What is fracking fluid? It’s a chemical mixture blasted into shale rock to force out the oil and gas locked inside it. It uses a lot of water, and this is one of the problems with fracking: In areas where water is scarce but shale oil may be found, it not only wastes an awful lot of water, it also contaminates clean ground water. Fracturing shale rock can cause oil and gas in it to escape into ground water (Colorado alone has thousands of unmonitored wells that may be leaking into groundwater, like this one). Fracking fluid is about 90% water, plus some sand, plus proprietary blend of chemicals that include potent acids (to dissolve rock), volatile organic compounds like benzene or toluene (known carcinogens), ethylene glycol (fatal in doses as small as 4 ounces), and many others. Oil and gas companies are not required to disclose exactly what is in the fluids they use, recipes for which may vary by location. Fracking activity is exempt from federal laws that set clean water standards (thanks to the “Halliburton Loophole)”, which allows the oil and gas industry operating in your area to legally and freely contaminate your water supply.

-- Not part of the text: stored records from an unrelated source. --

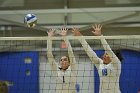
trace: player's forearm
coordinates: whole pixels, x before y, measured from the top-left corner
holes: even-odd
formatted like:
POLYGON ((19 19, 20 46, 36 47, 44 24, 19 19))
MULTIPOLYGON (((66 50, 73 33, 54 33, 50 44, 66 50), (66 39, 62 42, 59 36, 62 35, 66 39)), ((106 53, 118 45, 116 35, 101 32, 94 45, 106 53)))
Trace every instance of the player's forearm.
POLYGON ((47 57, 52 70, 56 70, 56 63, 52 54, 52 40, 47 40, 47 57))
POLYGON ((69 58, 70 58, 70 65, 71 65, 71 70, 75 72, 76 74, 76 59, 75 59, 75 56, 74 56, 74 53, 73 53, 73 50, 72 50, 72 46, 69 42, 68 39, 66 39, 66 37, 64 37, 64 41, 66 43, 66 45, 68 46, 68 55, 69 55, 69 58))
MULTIPOLYGON (((103 35, 102 35, 103 36, 103 35)), ((110 48, 109 44, 107 43, 107 41, 104 38, 101 38, 101 43, 103 45, 104 50, 107 52, 107 54, 112 57, 113 56, 113 51, 110 48)))
POLYGON ((112 51, 112 49, 110 48, 109 44, 107 43, 107 41, 104 38, 101 38, 101 43, 103 45, 104 50, 109 55, 109 57, 113 60, 113 62, 114 61, 118 62, 119 59, 116 57, 116 55, 114 54, 114 52, 112 51))
POLYGON ((91 59, 91 61, 94 63, 94 64, 98 64, 99 60, 98 60, 98 56, 96 55, 96 53, 92 50, 92 48, 89 46, 89 44, 86 42, 85 39, 81 39, 79 40, 80 43, 82 44, 85 52, 87 53, 87 55, 89 56, 89 58, 91 59))
POLYGON ((52 54, 52 40, 51 39, 47 40, 47 56, 48 56, 48 60, 52 62, 54 57, 52 54))
POLYGON ((65 41, 65 43, 66 43, 67 46, 68 46, 68 55, 69 55, 69 57, 70 57, 71 59, 73 59, 71 63, 74 64, 74 63, 76 63, 76 61, 75 61, 75 56, 74 56, 74 53, 73 53, 71 44, 70 44, 69 40, 66 39, 66 38, 64 38, 64 41, 65 41))

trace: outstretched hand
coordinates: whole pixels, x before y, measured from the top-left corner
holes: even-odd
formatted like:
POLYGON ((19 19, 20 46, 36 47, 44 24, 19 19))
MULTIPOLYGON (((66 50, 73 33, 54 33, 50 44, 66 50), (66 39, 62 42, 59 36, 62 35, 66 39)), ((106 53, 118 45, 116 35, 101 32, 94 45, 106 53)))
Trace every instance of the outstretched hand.
POLYGON ((49 32, 47 32, 47 33, 48 33, 48 36, 52 37, 52 36, 55 35, 55 29, 54 29, 54 28, 51 28, 51 29, 49 30, 49 32))
POLYGON ((92 33, 96 36, 101 36, 102 35, 102 25, 100 24, 95 24, 94 26, 92 26, 92 28, 94 29, 94 31, 92 31, 92 33))
POLYGON ((82 36, 78 28, 73 27, 72 28, 72 33, 74 36, 82 36))
POLYGON ((61 31, 59 32, 59 35, 60 36, 66 36, 67 35, 67 31, 68 31, 68 29, 66 27, 63 27, 61 29, 61 31))

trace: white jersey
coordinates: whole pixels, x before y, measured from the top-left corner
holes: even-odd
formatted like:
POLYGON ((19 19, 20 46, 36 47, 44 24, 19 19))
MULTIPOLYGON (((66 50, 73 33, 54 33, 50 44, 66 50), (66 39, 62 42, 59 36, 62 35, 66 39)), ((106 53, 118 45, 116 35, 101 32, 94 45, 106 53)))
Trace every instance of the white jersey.
POLYGON ((101 38, 103 48, 112 61, 108 65, 103 64, 103 60, 96 55, 85 39, 81 39, 80 42, 92 63, 94 63, 98 69, 100 78, 100 93, 121 93, 119 88, 121 62, 111 50, 107 41, 104 38, 101 38))
POLYGON ((121 72, 121 64, 110 62, 103 64, 103 60, 99 59, 98 73, 100 77, 99 93, 121 93, 119 89, 119 77, 121 72))
POLYGON ((69 40, 64 38, 65 43, 68 47, 68 54, 70 57, 70 65, 66 71, 62 71, 59 69, 58 65, 54 60, 54 56, 52 54, 52 40, 49 38, 47 40, 47 56, 52 69, 52 75, 56 77, 56 92, 55 93, 76 93, 75 84, 76 84, 76 60, 72 51, 72 47, 69 43, 69 40))
POLYGON ((72 73, 71 67, 69 66, 66 71, 58 68, 57 74, 56 93, 76 93, 76 77, 72 73))

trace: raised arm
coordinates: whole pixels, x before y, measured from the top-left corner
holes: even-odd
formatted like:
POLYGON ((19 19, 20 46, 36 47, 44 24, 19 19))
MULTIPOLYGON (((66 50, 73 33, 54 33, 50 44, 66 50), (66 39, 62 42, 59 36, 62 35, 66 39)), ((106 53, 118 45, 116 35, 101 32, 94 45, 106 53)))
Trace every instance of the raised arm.
POLYGON ((51 66, 51 70, 54 75, 57 74, 57 65, 54 59, 54 56, 52 54, 52 36, 54 36, 55 29, 51 29, 48 33, 49 39, 47 40, 47 57, 49 64, 51 66))
MULTIPOLYGON (((82 36, 82 34, 79 32, 77 28, 73 28, 72 30, 74 36, 82 36)), ((101 59, 96 55, 96 53, 92 50, 90 45, 86 42, 84 38, 81 38, 80 40, 81 45, 83 46, 83 49, 89 56, 90 60, 92 63, 96 65, 96 67, 99 67, 99 63, 101 62, 101 59)))
POLYGON ((110 48, 109 44, 107 43, 107 41, 104 38, 101 38, 101 43, 104 47, 105 52, 109 55, 109 57, 111 58, 112 62, 116 63, 120 63, 120 60, 118 59, 118 57, 114 54, 114 52, 112 51, 112 49, 110 48))
MULTIPOLYGON (((94 31, 93 34, 96 35, 96 36, 103 36, 101 34, 101 28, 102 26, 99 24, 99 25, 96 25, 93 26, 93 29, 94 31)), ((101 43, 103 45, 103 48, 105 50, 105 52, 109 55, 109 57, 111 58, 112 62, 115 62, 116 63, 119 63, 120 60, 118 59, 118 57, 114 54, 114 52, 112 51, 112 49, 110 48, 109 44, 107 43, 107 41, 104 39, 104 38, 101 38, 101 43)))
POLYGON ((67 28, 62 28, 61 32, 59 33, 61 36, 63 36, 63 39, 66 43, 66 45, 68 46, 68 55, 69 55, 69 59, 70 59, 70 66, 71 66, 71 70, 72 72, 77 75, 77 67, 76 67, 76 59, 72 50, 72 46, 69 42, 69 40, 66 38, 67 35, 67 28))

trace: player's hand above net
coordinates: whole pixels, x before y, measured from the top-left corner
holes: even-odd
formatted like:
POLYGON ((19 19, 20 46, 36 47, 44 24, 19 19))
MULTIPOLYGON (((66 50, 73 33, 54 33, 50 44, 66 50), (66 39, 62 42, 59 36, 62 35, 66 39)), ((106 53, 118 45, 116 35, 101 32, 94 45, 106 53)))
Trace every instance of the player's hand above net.
POLYGON ((93 31, 92 31, 92 33, 94 34, 94 35, 96 35, 96 36, 101 36, 102 35, 102 31, 101 31, 101 29, 102 29, 102 25, 100 25, 100 24, 95 24, 95 25, 93 25, 92 26, 92 28, 94 29, 93 31))
POLYGON ((79 29, 76 27, 72 28, 72 33, 74 36, 82 36, 82 34, 80 33, 79 29))
POLYGON ((68 29, 66 27, 63 27, 61 29, 61 31, 59 32, 59 35, 60 36, 66 36, 67 35, 67 31, 68 31, 68 29))
POLYGON ((54 28, 51 28, 51 29, 49 30, 49 32, 47 32, 47 33, 48 33, 48 36, 52 37, 52 36, 55 35, 55 29, 54 29, 54 28))

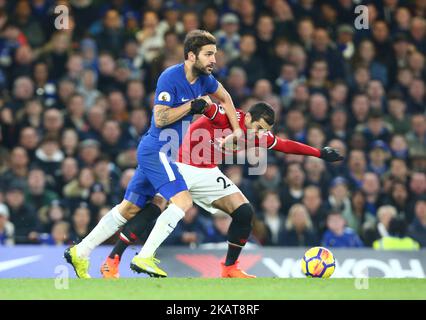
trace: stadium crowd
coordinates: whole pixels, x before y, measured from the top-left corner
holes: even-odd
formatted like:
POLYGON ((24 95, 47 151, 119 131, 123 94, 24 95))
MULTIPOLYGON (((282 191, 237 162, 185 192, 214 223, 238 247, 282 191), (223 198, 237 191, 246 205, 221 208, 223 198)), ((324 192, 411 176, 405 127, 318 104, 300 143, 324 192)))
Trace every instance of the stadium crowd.
MULTIPOLYGON (((122 199, 158 75, 200 28, 236 107, 266 101, 278 136, 346 157, 224 167, 256 209, 254 243, 426 246, 425 13, 422 0, 0 0, 0 245, 78 242, 122 199)), ((193 207, 166 244, 223 242, 230 219, 193 207)))

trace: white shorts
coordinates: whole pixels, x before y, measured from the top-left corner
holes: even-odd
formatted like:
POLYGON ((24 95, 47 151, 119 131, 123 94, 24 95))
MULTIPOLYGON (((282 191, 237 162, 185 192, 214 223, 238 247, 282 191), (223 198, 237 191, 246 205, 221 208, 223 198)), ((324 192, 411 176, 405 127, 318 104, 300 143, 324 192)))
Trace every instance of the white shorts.
POLYGON ((214 201, 233 193, 241 193, 240 189, 218 167, 198 168, 180 162, 176 162, 176 165, 185 179, 194 202, 210 213, 223 212, 212 206, 214 201))

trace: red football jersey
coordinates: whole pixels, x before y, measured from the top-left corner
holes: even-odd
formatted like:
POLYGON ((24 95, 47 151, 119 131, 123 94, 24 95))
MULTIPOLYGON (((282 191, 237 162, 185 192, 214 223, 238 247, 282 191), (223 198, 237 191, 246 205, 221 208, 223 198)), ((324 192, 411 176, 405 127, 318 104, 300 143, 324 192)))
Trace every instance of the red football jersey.
MULTIPOLYGON (((305 144, 280 139, 267 131, 253 139, 247 139, 247 128, 244 124, 245 113, 237 109, 237 119, 244 136, 236 145, 233 153, 251 147, 273 149, 285 153, 320 156, 320 151, 305 144)), ((183 138, 179 148, 178 162, 186 163, 200 168, 214 168, 224 163, 225 156, 232 154, 219 147, 219 140, 232 133, 231 125, 225 110, 212 104, 203 116, 194 121, 183 138)))

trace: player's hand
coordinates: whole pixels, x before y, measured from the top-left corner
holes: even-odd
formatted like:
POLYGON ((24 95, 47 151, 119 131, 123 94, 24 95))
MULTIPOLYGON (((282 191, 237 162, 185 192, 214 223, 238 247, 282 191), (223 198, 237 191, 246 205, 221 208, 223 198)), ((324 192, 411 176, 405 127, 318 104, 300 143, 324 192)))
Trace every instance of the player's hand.
POLYGON ((344 157, 339 154, 339 151, 330 147, 321 149, 320 158, 328 162, 342 161, 344 159, 344 157))
POLYGON ((191 101, 191 114, 203 114, 209 106, 208 102, 202 98, 197 98, 191 101))
POLYGON ((219 147, 226 151, 235 151, 238 140, 244 135, 244 131, 241 128, 234 130, 229 136, 219 139, 219 147))

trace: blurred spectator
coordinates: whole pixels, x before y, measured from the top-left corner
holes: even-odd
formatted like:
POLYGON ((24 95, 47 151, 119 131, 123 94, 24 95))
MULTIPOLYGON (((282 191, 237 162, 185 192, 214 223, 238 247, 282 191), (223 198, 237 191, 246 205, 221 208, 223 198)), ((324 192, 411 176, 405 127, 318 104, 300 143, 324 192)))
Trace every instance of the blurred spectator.
POLYGON ((46 175, 41 168, 33 168, 28 172, 27 184, 25 202, 31 203, 37 211, 58 199, 55 192, 47 189, 46 175))
POLYGON ((226 79, 226 86, 234 97, 236 105, 241 105, 244 98, 251 93, 247 85, 247 73, 240 67, 232 67, 226 79))
POLYGON ((329 76, 329 64, 326 60, 318 58, 312 62, 309 69, 308 87, 309 92, 320 93, 324 96, 330 87, 330 82, 327 80, 329 76))
POLYGON ((213 225, 207 229, 204 243, 227 243, 228 230, 232 218, 229 214, 218 212, 213 215, 213 225))
POLYGON ((408 158, 408 143, 405 136, 395 134, 390 142, 391 156, 406 160, 408 158))
POLYGON ((120 13, 117 10, 108 10, 103 18, 102 30, 96 35, 99 50, 108 51, 118 57, 124 45, 124 36, 120 13))
POLYGON ((388 95, 389 115, 385 121, 392 125, 394 133, 406 134, 410 130, 409 117, 406 114, 406 104, 398 93, 388 95))
POLYGON ((376 49, 372 41, 361 41, 357 46, 352 63, 354 67, 362 65, 368 68, 371 79, 379 80, 384 86, 386 86, 388 82, 388 73, 386 68, 380 62, 375 60, 375 50, 376 49))
POLYGON ((390 140, 391 130, 383 121, 383 114, 378 110, 371 110, 368 115, 367 124, 359 125, 355 130, 361 132, 366 141, 383 140, 384 142, 388 142, 390 140))
POLYGON ((283 63, 279 77, 274 80, 275 91, 280 95, 283 104, 288 106, 293 99, 296 86, 301 81, 296 66, 292 63, 283 63))
POLYGON ((39 223, 31 204, 25 203, 25 186, 14 181, 6 190, 6 204, 10 211, 10 222, 15 226, 15 243, 31 243, 37 239, 39 223))
POLYGON ((62 132, 61 149, 65 157, 77 156, 78 141, 78 133, 75 129, 68 128, 62 132))
POLYGON ((262 60, 255 55, 257 46, 256 38, 252 34, 241 35, 240 55, 229 63, 230 69, 240 67, 246 72, 249 87, 252 87, 257 79, 264 76, 262 60))
POLYGON ((13 245, 15 243, 15 227, 9 221, 9 209, 0 203, 0 245, 13 245))
POLYGON ((284 216, 280 212, 281 201, 275 191, 265 191, 262 195, 260 219, 264 234, 259 239, 262 245, 278 245, 280 234, 284 229, 284 216))
POLYGON ((87 200, 90 195, 90 188, 94 183, 95 176, 93 170, 88 167, 82 168, 78 174, 78 178, 64 185, 64 197, 69 200, 87 200))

So far, there aren’t any industry takers on publicly drinking the stuff. Unwitting citizens don’t have a choice but to sip, shower, and drink it every day, because that’s all that comes out of the tap. Those whose water has been poisoned by fracking can get a lawyer – but don’t have much recourse otherwise. Here in Colorado, because of arcane and dated mining laws written in the 1800s, it is legal for an oil and gas company to frack right underneath homes, schools, or any other place they please, with impunity for toxic effects on people, animals, crops, or water. Local governments in Colorado quickly and willingly cowered to industry pressure in recent years, effectively removing any legal barriers to resource extraction in our towns by outside corporate interests. Setbacks to keep fracking wells at least a few hundred feet away from a home or a school may not be enough, as suggested by a recent study that found more birth defects, still births, and low birth weight babies born to women who lived in the vicinity of fracking activity.
Watch the silence as these pro-frackers are offered a glass of their own elixir:
A similar challenge in recent years was placed before Monsanto spokesperson Patrick Moore, in an interview with a French television journalist. Mr. Moore makes the off-hand comment that it’s safe to drink “a whole quart” of RoundUp, the glyphosate pesticide that GMO crops need by the ton (they actually need more RoundUp than non-GMO crops, despite promises years ago that one of the many “miracles” of GMO foods was going to be that they would reduce pesticide use. Didn’t happen). Monsanto owns both RoundUp and patents on several GMO seed crops, and obviously wants to continue selling both. But when challenged to make good on his claim that RoundUp is safe to consume by the quart, Mr. Moore loses his cool, insults the journalist, and ends the interview. Since then, Monsanto has been snared in multiple law suits, and was ordered to pay millions to a school groundskeeper who contracted cancer after regularly spraying its grounds with RoundUp.